Three years after moving to Augusta, Longstreet suffered a family tragedy when his father died in a local cholera epidemic while on a visit. In June of 1838 seventeen-yearold Longstreet was admitted to West Point Academy in New York, an appointment obtained through the efforts of his uncle, Augustus. While a cadet at West Point, his interests continued to remain athletic rather than intellectual—he later wrote that he "had more interest in the school of the soldier, horsemanship, sword exercise, and the outside game of foot-ball than in the academic courses"—and he consistently ranked in the bottom third of his class. A sociable young man, Longstreet retained the family nickname "Old Pete" among his fellow cadets, and he gained several friends who he would retain throughout his adult life: one of these was a young man named Ulysses S. Grant, who was in the class behind Longstreet. At the time he graduated from West Point as part of the class of 1842, he ranked 54th in a class of 56, 16 of whom would go on to be Civil War generals.

Following graduation, Longstreet was commissioned a brevet second lieutenant with the U.S. Fourth Infantry, then stationed outside of St. Louis, Missouri. While stationed there, he fell in love with Mary Louisa Garland, the daughter of his regiment's commander; the couple honored her parent's request that they wait until Mary was older and were married in Lynchburg, Virginia, on March 8, 1848. Meanwhile, the ambitious Longstreet undertook tours of duty in Louisiana and Florida before traveling to Texas to join General Zachary Taylor's Eighth Infantry. During the border dispute that escalated into the Mexican War in May of 1846, 25-year-old Longstreet fought at the Battle of Cherubusco under General Winfield Scott, and a severe wound to the leg at Chapultepec prevented him from joining the U.S. troops as they marched into Mexico City on September 14, 1847, to end the war. He remained in Mexico at an army hospital until the end of the year, then returned to his regiment.
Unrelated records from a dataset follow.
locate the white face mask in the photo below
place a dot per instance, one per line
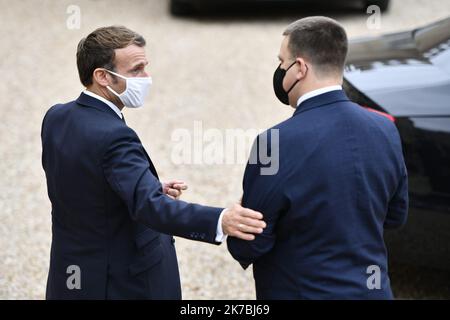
(135, 92)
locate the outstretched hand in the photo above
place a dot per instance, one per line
(174, 188)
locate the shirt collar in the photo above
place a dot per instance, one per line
(317, 92)
(109, 103)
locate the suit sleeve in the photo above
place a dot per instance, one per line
(127, 171)
(263, 193)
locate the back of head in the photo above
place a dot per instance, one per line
(320, 40)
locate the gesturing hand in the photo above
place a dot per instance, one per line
(174, 188)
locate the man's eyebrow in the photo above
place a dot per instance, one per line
(140, 64)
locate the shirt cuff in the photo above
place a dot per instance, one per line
(220, 237)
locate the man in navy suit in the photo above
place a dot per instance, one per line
(341, 180)
(112, 220)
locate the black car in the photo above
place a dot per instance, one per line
(407, 76)
(182, 7)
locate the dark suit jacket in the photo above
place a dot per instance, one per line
(341, 181)
(109, 214)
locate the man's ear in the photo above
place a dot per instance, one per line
(100, 76)
(303, 68)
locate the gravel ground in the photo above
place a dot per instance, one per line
(215, 70)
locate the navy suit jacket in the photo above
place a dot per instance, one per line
(110, 217)
(341, 181)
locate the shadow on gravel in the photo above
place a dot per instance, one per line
(410, 282)
(267, 12)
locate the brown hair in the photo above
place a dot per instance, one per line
(97, 49)
(321, 40)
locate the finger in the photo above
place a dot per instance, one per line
(253, 222)
(173, 192)
(243, 236)
(247, 229)
(172, 182)
(250, 213)
(180, 186)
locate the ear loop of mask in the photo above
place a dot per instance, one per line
(295, 83)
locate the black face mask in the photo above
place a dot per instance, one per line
(278, 78)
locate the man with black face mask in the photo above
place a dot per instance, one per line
(341, 181)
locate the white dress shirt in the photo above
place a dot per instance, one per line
(109, 103)
(317, 92)
(220, 237)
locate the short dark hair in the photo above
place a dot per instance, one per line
(321, 40)
(97, 49)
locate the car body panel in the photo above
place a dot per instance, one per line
(407, 75)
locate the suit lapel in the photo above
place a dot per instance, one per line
(321, 100)
(152, 167)
(89, 101)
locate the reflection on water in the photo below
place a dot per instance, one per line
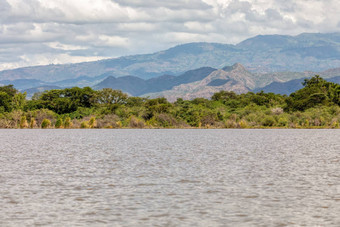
(170, 177)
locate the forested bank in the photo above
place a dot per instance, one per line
(317, 105)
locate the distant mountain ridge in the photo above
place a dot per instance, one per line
(263, 53)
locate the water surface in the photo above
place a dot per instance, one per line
(170, 177)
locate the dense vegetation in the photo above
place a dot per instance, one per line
(317, 105)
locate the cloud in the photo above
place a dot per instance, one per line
(35, 32)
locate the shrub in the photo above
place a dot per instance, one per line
(23, 122)
(92, 122)
(45, 123)
(135, 122)
(59, 123)
(67, 122)
(283, 122)
(268, 121)
(243, 124)
(84, 124)
(33, 123)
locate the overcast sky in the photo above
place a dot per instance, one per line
(39, 32)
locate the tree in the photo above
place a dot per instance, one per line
(108, 96)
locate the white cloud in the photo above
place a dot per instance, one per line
(65, 31)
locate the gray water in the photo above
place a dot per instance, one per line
(170, 177)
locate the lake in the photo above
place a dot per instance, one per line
(170, 177)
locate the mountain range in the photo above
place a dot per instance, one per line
(270, 63)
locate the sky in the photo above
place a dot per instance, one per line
(41, 32)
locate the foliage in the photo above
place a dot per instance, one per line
(45, 123)
(316, 105)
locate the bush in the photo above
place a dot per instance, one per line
(33, 123)
(92, 122)
(23, 122)
(268, 121)
(67, 122)
(84, 124)
(59, 123)
(45, 123)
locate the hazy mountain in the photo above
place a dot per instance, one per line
(269, 53)
(235, 78)
(136, 86)
(31, 91)
(286, 88)
(21, 84)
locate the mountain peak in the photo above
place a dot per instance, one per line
(236, 66)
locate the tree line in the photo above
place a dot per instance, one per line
(316, 105)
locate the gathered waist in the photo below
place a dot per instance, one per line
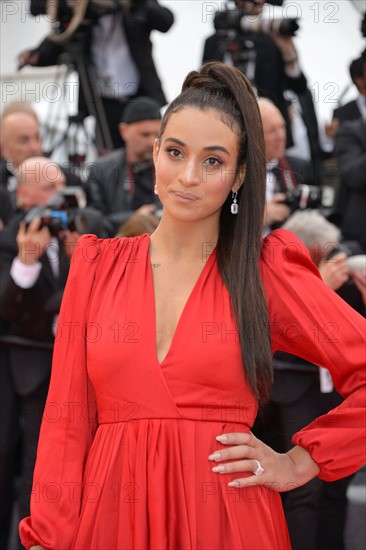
(131, 416)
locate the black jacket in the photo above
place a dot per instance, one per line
(108, 189)
(28, 314)
(270, 78)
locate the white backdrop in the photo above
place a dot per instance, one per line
(329, 38)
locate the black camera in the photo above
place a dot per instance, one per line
(236, 19)
(66, 210)
(309, 196)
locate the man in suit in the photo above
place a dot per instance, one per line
(350, 152)
(355, 109)
(33, 271)
(122, 183)
(269, 61)
(284, 173)
(315, 512)
(117, 46)
(19, 139)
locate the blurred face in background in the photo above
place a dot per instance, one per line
(254, 7)
(39, 180)
(139, 138)
(20, 138)
(274, 130)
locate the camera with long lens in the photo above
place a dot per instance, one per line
(66, 211)
(309, 196)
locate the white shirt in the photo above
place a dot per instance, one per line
(116, 71)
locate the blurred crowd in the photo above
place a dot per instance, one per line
(316, 188)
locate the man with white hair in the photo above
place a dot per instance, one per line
(315, 512)
(19, 140)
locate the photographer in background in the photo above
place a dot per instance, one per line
(122, 182)
(33, 271)
(115, 44)
(267, 56)
(284, 173)
(315, 512)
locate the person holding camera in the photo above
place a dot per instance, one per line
(34, 267)
(284, 173)
(122, 182)
(172, 352)
(265, 53)
(113, 43)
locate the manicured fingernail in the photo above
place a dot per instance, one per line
(234, 484)
(214, 456)
(221, 468)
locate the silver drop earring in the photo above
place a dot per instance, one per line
(234, 206)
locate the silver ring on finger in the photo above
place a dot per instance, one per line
(259, 469)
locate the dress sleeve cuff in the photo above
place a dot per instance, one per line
(24, 275)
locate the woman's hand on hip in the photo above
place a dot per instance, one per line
(245, 454)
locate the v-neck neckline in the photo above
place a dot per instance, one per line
(206, 266)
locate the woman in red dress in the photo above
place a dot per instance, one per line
(164, 349)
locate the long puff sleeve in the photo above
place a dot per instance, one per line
(311, 321)
(69, 420)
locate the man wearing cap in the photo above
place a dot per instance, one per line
(122, 182)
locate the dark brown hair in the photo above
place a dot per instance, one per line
(227, 91)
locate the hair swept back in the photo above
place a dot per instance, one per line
(225, 89)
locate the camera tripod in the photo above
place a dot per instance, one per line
(89, 102)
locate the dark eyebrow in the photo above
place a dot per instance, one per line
(208, 148)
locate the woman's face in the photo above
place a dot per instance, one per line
(196, 164)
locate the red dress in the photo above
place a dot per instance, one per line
(122, 459)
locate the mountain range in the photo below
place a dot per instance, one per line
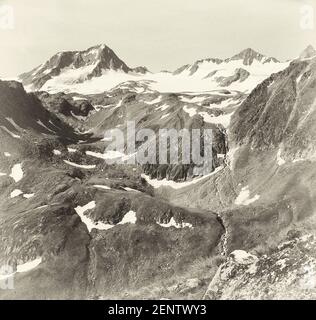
(98, 69)
(75, 227)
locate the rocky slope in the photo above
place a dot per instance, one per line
(74, 226)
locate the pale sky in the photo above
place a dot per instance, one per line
(159, 34)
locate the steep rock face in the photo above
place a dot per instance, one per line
(268, 183)
(248, 56)
(98, 69)
(280, 110)
(80, 65)
(287, 272)
(239, 75)
(309, 52)
(34, 118)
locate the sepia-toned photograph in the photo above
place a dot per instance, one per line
(157, 150)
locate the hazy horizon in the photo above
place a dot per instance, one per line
(159, 35)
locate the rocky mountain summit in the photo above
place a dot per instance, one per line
(98, 69)
(75, 226)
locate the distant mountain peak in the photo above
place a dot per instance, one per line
(93, 62)
(249, 55)
(308, 52)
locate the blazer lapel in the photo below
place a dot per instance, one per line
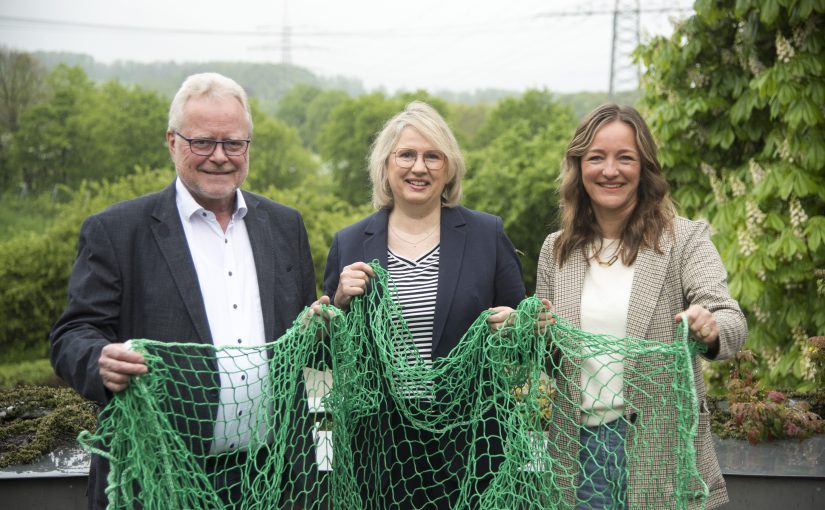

Gained Experience in Mexican War

Longstreet continued his career in the U.S. Army for over a decade, serving in Texas, Kansas, and New Mexico, and moved up the ranks through a promotion to major in the paymaster's department in July of 1858. Meanwhile, the political climate between the northern states and Longstreet's native south deteriorated, issues of states' rights, slavery, and economics creating a divide that politics could not mend. When Alabama seceded from the Union in January of 1861, Longstreet, like many other officers with ties to the south, felt the pull of his allegiance to his home in Georgia. He resigned his commission in the U.S. Army in May and joined the forces of the Confederacy as a lieutenant colonel. He traveled to the Confederate capitol at Richmond, Virginia, was appointed brigadier-general in June, and was sent to Manassas Junction, Virginia, to head a brigade of Virginia infantry.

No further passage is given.